We would change the second argument to be an instance of Encoding rather than a type:

extension String {
  public init?<Encoding: Unicode.Encoding>(
  	validating codeUnits: some Sequence<Encoding.CodeUnit>,
    as: Encoding // 👈 instance, not a type
  )
}

This would allow the use of static member syntax.

Additionally, I explain why I believe it must be trivial to construct an instance of any Unicode.Encoding-conforming type. Basically, it only has static members, meaning there is no instance state relevant to the protocol conformance; any user-defined encodings will almost certainly be empty types. So everybody should be able to adopt this.

Michael_Ilseman · July 19, 2023, 1:39pm

I wouldn't assign a very high value to using Sequence over Collection for these inits. Much of Sequence outside of Collection is a historical accident that we didn't have time to fix up before ABI stability. It's also asymmetric with the other initializers we have on String. It's nice when you get if for free, though.

Another side-benefit of constraining over Collection is that I believe all of this can be always-emit-into-client (swift/stdlib/public/core/StringCreate.swift at 9e73dad31110312356469364ba314603d8cff4b7 · swiftlang/swift · GitHub).

Agreed.

There's a balance here where on the one hand we want to allow for smaller pitches to the stdlib and on the other we want to make sure the total API is fleshed out.

String(utf8: myBytes) is long-overdue as creating a String from UTF-8 needs better discoverability. If we're adding input-validating convenience overloads, they will show up in code completion and it's possible that common usage would be to use them with a force-unwrap at the end, when I think it would be better for common usage to do input-correction.

This also very quickly opens the door to discussing input-normalizing API.

decoding:as: preserves exact scalar values and does input-correction
validating:as: preserves exact scalar values and does failable input-validation
normalizing:as: normalizes/canonicalizes scalar values, speeding up comparisons and searches, and does input-correction

And a question for String(utf8: myBytes) is whether it has the semantics of 1 or 3.

This is pitching initializers that, in the process of creating a String, fail if the input is invalidly encoded.
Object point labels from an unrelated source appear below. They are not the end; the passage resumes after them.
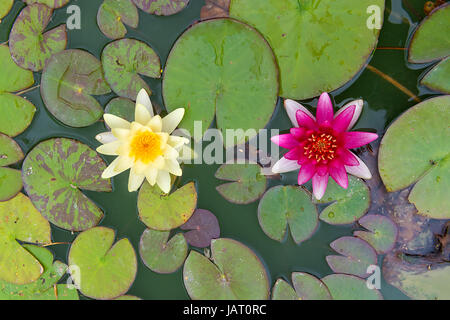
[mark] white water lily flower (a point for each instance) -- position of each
(145, 145)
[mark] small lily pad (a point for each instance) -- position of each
(203, 226)
(65, 167)
(233, 273)
(382, 232)
(30, 46)
(160, 254)
(20, 221)
(113, 15)
(287, 205)
(105, 271)
(68, 82)
(347, 287)
(164, 212)
(416, 150)
(248, 183)
(347, 205)
(124, 60)
(356, 256)
(161, 7)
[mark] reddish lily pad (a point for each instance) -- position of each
(248, 183)
(113, 15)
(124, 60)
(30, 46)
(160, 254)
(356, 256)
(382, 232)
(287, 205)
(65, 167)
(203, 226)
(68, 82)
(233, 273)
(161, 7)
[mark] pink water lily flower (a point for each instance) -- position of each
(320, 146)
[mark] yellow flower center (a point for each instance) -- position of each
(145, 146)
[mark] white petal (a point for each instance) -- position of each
(291, 107)
(359, 106)
(284, 165)
(172, 120)
(144, 99)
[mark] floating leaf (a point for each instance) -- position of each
(287, 205)
(161, 7)
(68, 82)
(416, 149)
(124, 60)
(320, 45)
(113, 15)
(356, 256)
(164, 212)
(65, 167)
(30, 46)
(160, 254)
(382, 232)
(234, 273)
(102, 270)
(347, 287)
(20, 221)
(235, 71)
(347, 205)
(248, 183)
(203, 226)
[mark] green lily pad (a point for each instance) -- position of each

A separate and greatly needed batch of functionality is better Unicode processing, validating, and correcting APIs over code units (particularly when contiguous in memory). Briefly (using straw-person names and [Roadmap] Language support for BufferView):

struct BufferView: ~Escapable based functionality and ABI
protocol BufferViewable based inlinable (or always-emit-into-client) API
Chunking API over [Async]Sequence<CodeUnit> (i.e. create a moving window of in-memory code units and handle truncation)

Validation can throw specific errors in terms of e.g. the nth code unit in the input.
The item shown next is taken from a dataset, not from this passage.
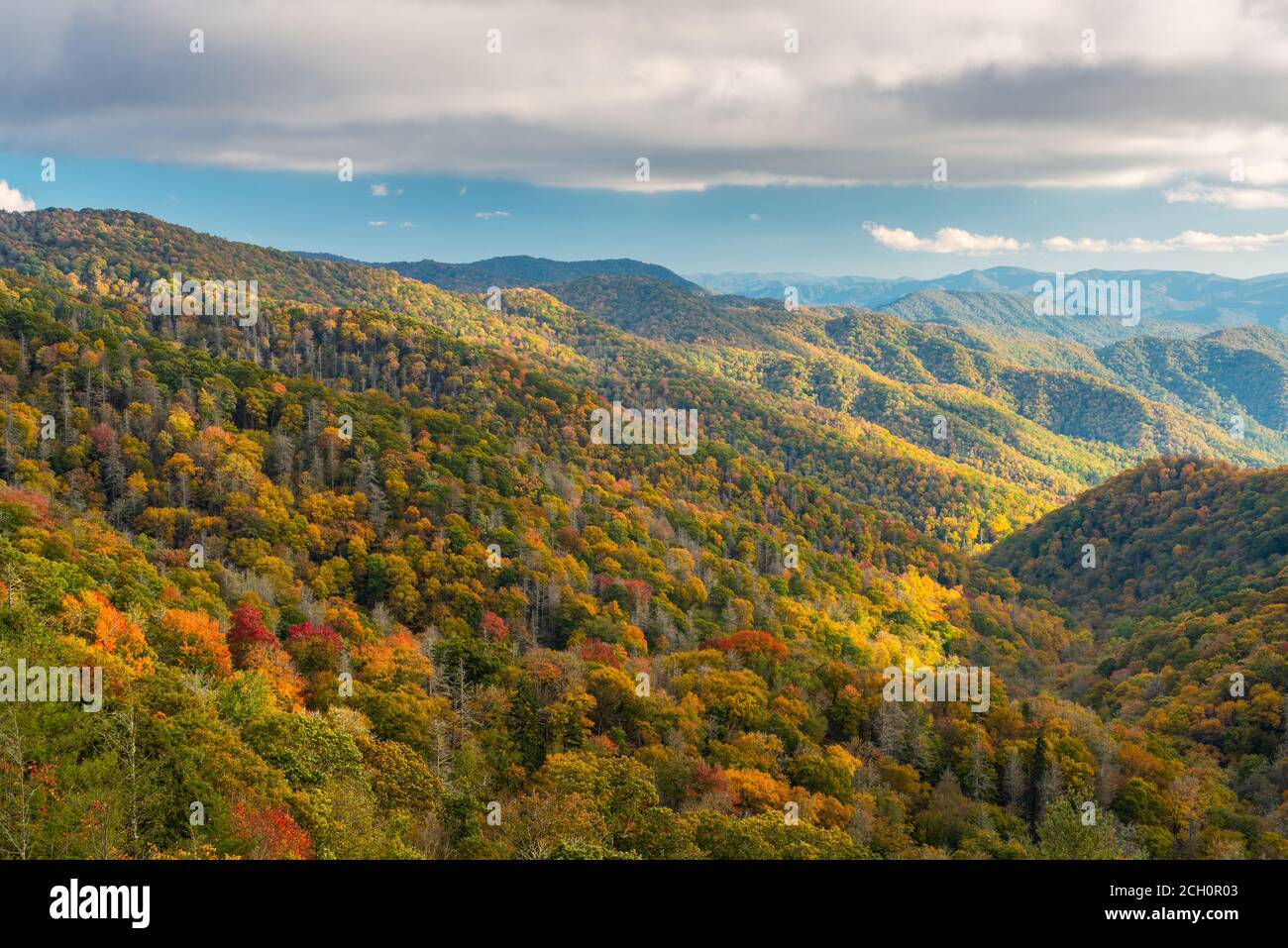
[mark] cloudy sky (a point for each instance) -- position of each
(914, 137)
I believe this would also be more appropriate for this kind of use than trying to create a String, especially if the input is incomplete or very large.

Relatedly, there's also the decodeCString static functions which give you more precise info:

@inlinable public static func decodeCString<Encoding: _UnicodeEncoding>(
  _ cString: UnsafePointer<Encoding.CodeUnit>?,
  as encoding: Encoding.Type, 
  repairingInvalidCodeUnits isRepairing: Bool = true
) -> (result: String, repairsMade: Bool)? 

@inlinable public static func decodeCString<Encoding: _UnicodeEncoding>(
  _ cString: [Encoding.CodeUnit],
  as encoding: Encoding.Type,
  repairingInvalidCodeUnits isRepairing: Bool = true
) -> (result: String, repairsMade: Bool)? where Encoding : _UnicodeEncoding

It's possible we could in the future have something like a static func decodeBytes(_: some BufferViewable) throws -> String which gives you much more error information as well as creating the String.

glessard · July 19, 2023, 2:14pm

Karl:

We would change the second argument to be an instance of Encoding rather than a type:
extension String {
  public init?<Encoding: Unicode.Encoding>(
  	validating codeUnits: some Sequence<Encoding.CodeUnit>,
    as: Encoding // 👈 instance, not a type
  )
}
This would allow the use of static member syntax.

Where are these static members defined, and how does auto-complete find them?